But along with strident calls to resist, the cleric struck another theme that is increasingly heard from ascendant Shiite leaders: Muslim unity.
"I want to say now that the blood of Sunnis is forbidden to everyone," preached the cleric. "They are our brothers in religion and in nationality."
The message is a pan-Islamic blend of Shiite ideology and nationalism heard also in Lebanon from Sheikh Hassan Nasrallah and in Iran from President Mahmoud Ahmadinejad.
Those populist leaders, at the fore of new Shiite prominence in the Middle East, are defining an "axis of resistance" to America and its allies in rhetoric and action. That stance is winning some support across the sectarian divide, while their extensive social programs inspire support from the region's poor.
In Iraq, Sadr does it by playing all sides in Iraq's power matrix. He has seeded loyalists in the US-backed government, played kingmaker for Prime Minister Nouri al-Maliki, and controlled some ministries that matter to ordinary Iraqis, including health and transport. Sadr's six ministers resigned in April in political protest, but were widely seen as ineffective and corrupt.
But Sadr can also claim the anti-American crown – unlike his main Shiite opponents who, while close to Iran, have also been received in the Oval Office. Sadr has avoided US capture and was wounded in 2004 when his militia took on American forces. But even while reaching out to Sunnis, the Mahdi Army has been engaged in ethnic cleansing of Sunnis from mixed neighborhoods, is accused of kidnapping five Britons last week, and has been engaging in lethal clashes with rival Shiites vying for power in southern Iraq.
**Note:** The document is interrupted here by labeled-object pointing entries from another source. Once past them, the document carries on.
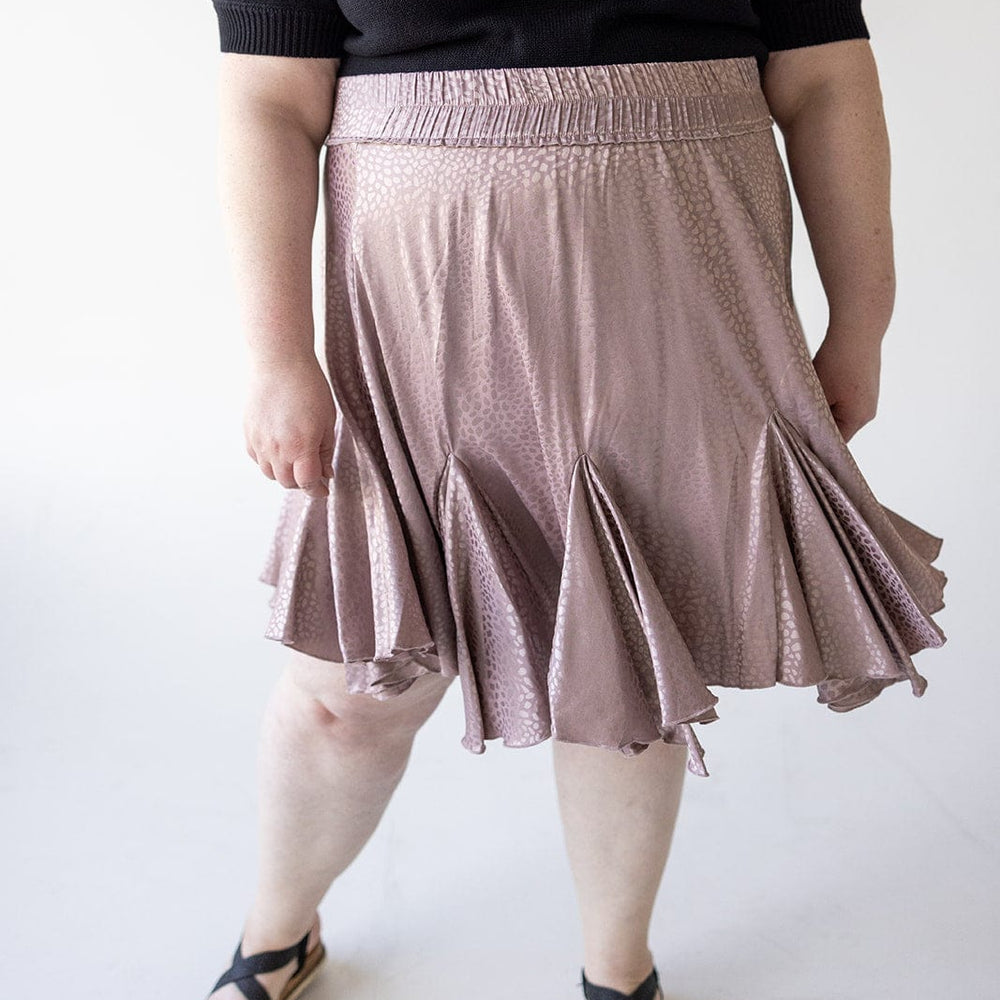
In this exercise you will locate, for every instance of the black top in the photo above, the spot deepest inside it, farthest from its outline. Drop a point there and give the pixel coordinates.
(389, 36)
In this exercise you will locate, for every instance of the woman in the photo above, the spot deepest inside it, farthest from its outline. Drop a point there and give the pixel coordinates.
(576, 452)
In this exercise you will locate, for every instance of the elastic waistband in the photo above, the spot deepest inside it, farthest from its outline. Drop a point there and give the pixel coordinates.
(543, 105)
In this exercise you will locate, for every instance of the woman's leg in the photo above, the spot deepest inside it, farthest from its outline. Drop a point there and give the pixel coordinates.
(618, 817)
(328, 764)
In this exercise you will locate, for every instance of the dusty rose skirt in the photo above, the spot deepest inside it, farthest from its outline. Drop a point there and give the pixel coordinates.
(583, 460)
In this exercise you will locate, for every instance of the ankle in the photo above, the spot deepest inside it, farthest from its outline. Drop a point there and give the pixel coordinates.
(623, 975)
(647, 988)
(260, 934)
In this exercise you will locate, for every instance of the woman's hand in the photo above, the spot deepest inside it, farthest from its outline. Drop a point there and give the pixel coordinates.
(289, 423)
(849, 369)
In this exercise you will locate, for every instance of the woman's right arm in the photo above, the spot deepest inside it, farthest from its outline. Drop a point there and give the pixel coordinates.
(275, 112)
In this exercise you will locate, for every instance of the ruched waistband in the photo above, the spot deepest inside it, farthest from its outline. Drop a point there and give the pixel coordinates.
(543, 105)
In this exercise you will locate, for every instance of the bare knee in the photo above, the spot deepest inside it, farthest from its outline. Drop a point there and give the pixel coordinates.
(319, 687)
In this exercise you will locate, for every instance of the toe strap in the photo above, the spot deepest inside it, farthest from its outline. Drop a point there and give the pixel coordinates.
(245, 967)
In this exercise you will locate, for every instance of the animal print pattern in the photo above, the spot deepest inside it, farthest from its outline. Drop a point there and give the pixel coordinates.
(583, 459)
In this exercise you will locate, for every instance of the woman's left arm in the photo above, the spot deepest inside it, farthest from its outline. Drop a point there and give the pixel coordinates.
(827, 102)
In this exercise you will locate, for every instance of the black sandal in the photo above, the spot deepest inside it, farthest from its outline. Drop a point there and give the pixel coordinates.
(245, 967)
(648, 989)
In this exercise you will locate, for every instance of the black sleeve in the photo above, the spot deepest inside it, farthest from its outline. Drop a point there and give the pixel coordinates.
(312, 28)
(793, 24)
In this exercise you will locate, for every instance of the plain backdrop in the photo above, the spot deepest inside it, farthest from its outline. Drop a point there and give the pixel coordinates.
(829, 856)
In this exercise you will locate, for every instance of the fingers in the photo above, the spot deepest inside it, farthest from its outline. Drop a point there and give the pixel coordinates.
(308, 472)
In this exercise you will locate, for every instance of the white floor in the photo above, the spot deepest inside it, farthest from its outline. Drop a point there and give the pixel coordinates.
(828, 857)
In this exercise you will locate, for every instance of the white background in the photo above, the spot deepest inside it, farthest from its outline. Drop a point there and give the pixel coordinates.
(829, 856)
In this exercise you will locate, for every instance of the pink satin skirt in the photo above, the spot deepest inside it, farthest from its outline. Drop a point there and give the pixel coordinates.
(583, 459)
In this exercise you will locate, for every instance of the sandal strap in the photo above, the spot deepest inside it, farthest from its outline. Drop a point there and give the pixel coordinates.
(648, 989)
(246, 967)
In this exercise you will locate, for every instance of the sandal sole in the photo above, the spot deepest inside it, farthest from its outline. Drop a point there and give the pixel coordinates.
(297, 985)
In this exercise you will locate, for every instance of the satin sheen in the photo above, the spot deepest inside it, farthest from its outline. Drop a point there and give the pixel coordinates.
(583, 460)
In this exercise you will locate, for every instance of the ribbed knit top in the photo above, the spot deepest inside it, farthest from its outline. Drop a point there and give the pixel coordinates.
(387, 36)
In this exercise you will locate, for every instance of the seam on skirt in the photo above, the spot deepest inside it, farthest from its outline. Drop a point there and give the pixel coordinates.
(562, 138)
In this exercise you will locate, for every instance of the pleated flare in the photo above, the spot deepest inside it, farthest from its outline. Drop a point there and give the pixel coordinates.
(584, 648)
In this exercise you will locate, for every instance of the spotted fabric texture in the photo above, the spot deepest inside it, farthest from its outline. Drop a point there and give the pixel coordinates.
(583, 460)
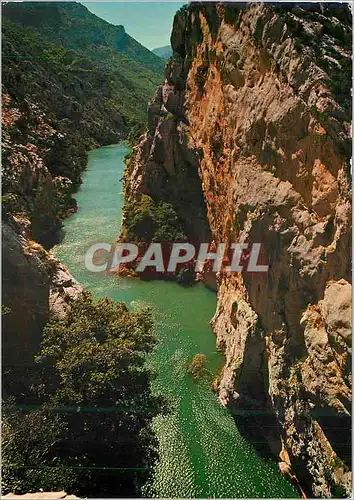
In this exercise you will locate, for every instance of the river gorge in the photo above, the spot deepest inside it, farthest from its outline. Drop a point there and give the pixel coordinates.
(201, 452)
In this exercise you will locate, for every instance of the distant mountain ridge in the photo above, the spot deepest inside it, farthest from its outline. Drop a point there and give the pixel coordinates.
(163, 52)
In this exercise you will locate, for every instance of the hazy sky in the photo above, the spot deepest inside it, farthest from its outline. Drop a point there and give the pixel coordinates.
(148, 22)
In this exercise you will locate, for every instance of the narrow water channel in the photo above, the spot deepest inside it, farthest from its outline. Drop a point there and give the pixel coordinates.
(201, 451)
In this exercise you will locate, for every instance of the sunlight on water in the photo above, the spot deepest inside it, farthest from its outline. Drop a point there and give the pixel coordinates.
(202, 454)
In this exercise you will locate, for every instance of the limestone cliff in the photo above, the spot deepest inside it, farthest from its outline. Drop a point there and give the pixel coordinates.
(250, 135)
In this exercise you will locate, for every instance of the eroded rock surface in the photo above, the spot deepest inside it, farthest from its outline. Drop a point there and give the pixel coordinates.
(257, 100)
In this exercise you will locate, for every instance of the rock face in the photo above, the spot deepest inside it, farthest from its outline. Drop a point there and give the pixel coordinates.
(257, 101)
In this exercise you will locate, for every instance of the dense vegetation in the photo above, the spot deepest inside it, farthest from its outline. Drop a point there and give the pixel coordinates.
(87, 54)
(85, 427)
(71, 81)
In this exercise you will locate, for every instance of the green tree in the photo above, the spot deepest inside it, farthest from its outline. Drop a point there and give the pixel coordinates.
(94, 383)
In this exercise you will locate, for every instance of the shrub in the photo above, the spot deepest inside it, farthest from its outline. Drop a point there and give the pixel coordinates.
(95, 406)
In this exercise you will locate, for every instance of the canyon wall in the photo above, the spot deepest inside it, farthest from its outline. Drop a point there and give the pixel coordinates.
(249, 140)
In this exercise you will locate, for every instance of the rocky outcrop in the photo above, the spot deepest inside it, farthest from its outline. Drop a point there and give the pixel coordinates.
(257, 100)
(34, 285)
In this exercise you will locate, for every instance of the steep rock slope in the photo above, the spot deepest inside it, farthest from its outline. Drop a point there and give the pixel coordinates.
(257, 100)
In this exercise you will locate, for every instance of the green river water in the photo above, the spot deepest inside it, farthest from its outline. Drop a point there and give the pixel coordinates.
(202, 454)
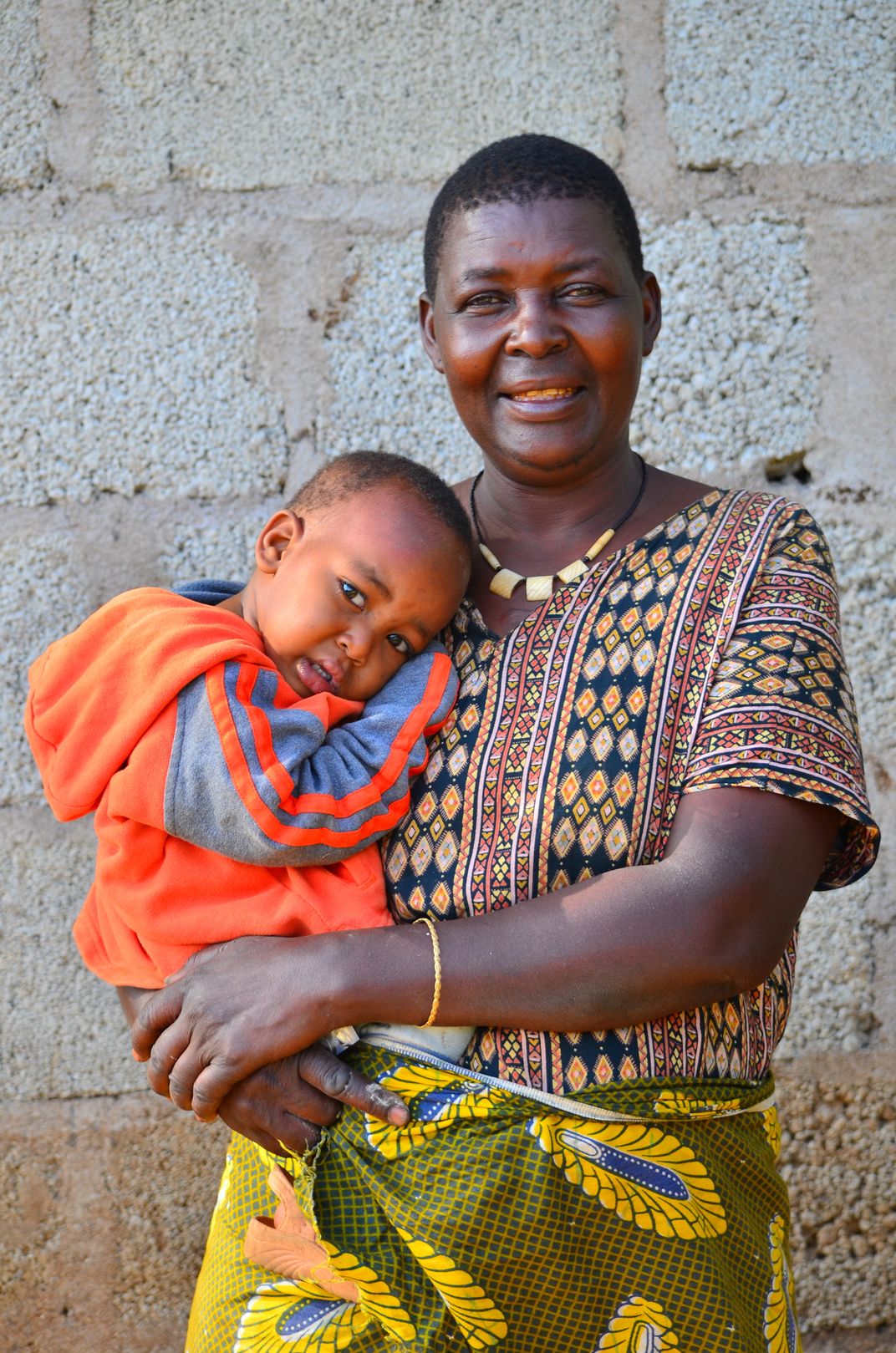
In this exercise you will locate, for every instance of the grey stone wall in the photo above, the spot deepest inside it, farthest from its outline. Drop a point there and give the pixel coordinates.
(210, 222)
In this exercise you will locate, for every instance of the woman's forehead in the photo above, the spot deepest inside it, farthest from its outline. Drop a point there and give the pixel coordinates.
(501, 234)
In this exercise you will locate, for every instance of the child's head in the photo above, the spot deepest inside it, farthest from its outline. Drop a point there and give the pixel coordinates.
(358, 572)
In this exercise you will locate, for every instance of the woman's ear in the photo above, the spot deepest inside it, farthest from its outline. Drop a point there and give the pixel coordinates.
(284, 529)
(653, 303)
(428, 332)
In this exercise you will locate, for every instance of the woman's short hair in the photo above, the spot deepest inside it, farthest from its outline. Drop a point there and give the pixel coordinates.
(529, 168)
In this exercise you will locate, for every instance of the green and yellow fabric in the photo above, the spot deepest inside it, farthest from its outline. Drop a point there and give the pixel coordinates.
(635, 1218)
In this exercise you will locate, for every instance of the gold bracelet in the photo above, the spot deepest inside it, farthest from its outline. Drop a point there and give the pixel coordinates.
(430, 927)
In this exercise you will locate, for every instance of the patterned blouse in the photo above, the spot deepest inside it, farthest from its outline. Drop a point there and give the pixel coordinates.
(703, 655)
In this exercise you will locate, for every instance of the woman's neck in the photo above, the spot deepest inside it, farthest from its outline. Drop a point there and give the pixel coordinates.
(544, 526)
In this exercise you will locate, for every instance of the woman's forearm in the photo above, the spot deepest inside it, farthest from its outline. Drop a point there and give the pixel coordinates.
(707, 922)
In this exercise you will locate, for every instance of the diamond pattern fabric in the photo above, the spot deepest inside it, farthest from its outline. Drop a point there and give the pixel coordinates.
(704, 655)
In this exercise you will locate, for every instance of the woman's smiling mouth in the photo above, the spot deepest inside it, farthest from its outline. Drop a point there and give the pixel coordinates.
(544, 395)
(535, 402)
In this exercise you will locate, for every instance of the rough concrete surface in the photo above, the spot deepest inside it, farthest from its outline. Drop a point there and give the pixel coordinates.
(61, 1030)
(765, 81)
(39, 598)
(23, 107)
(103, 1210)
(852, 260)
(128, 365)
(834, 996)
(340, 91)
(838, 1150)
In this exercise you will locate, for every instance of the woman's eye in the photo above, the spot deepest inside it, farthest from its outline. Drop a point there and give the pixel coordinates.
(352, 594)
(483, 301)
(583, 291)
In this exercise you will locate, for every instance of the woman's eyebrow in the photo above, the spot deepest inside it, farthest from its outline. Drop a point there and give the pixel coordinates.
(472, 275)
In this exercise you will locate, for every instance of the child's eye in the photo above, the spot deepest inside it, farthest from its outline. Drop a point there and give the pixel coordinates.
(352, 594)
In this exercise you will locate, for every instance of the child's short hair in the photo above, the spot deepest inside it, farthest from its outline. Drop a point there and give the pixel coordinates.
(362, 471)
(529, 168)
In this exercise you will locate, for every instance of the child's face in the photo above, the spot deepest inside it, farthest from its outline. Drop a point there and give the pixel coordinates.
(344, 594)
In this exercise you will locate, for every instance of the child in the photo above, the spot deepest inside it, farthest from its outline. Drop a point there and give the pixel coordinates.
(242, 758)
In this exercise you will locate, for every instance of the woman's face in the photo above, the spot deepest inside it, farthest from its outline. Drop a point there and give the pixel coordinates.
(540, 326)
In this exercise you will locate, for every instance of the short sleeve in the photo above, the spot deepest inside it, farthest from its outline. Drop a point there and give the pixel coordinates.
(780, 714)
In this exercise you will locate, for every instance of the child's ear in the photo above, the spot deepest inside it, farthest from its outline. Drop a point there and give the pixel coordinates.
(281, 532)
Sadr rejects talks with US commanders and says that they still want to kill him, as they vowed to do in 2004: "There is nothing to talk about," he told the Independent on Sunday of London last week. "The Americans are occupiers and thieves, and they must set a timetable to leave this country." He said the intra-Shiite fighting in "many parts of Iraq is the result of a sad misunderstanding."
In Lebanon, national unity was cemented by the war with Israel, and Sheikh Nasrallah burnished his reputation as a heroic "Arab Khomeini."Nasrallah played the Shiite card decisively only once during the summertime battle, in his first speech after Israel began bombing Lebanon to retaliate for Hizbullah's cross-border capture of two Israeli soldiers. He told the Israelis they were fighting the "sons of Hussein, the sons of [Shiite Imam] Ali," says Nicholas Noe, editor of the Beirut-based Mideastwire.com and of a book of Nasrallah speeches titled "Voice of Hezbullah."
It was aimed directly at rallying his troops with dramatic Shiite iconography. But even in that speech – and many subsequent ones – Nasrallah made deliberate references to non-Shiite faiths and their prophets, Moses and Abraham."This was really an effort by Nasrallah to claim a victory for all Lebanese. And he specifically went out of his way to [refer] to their iconic heroes," says Mr. Noe.
During the battle, even Hizbullah was taken aback by the number of non-Shiites who volunteered to fight.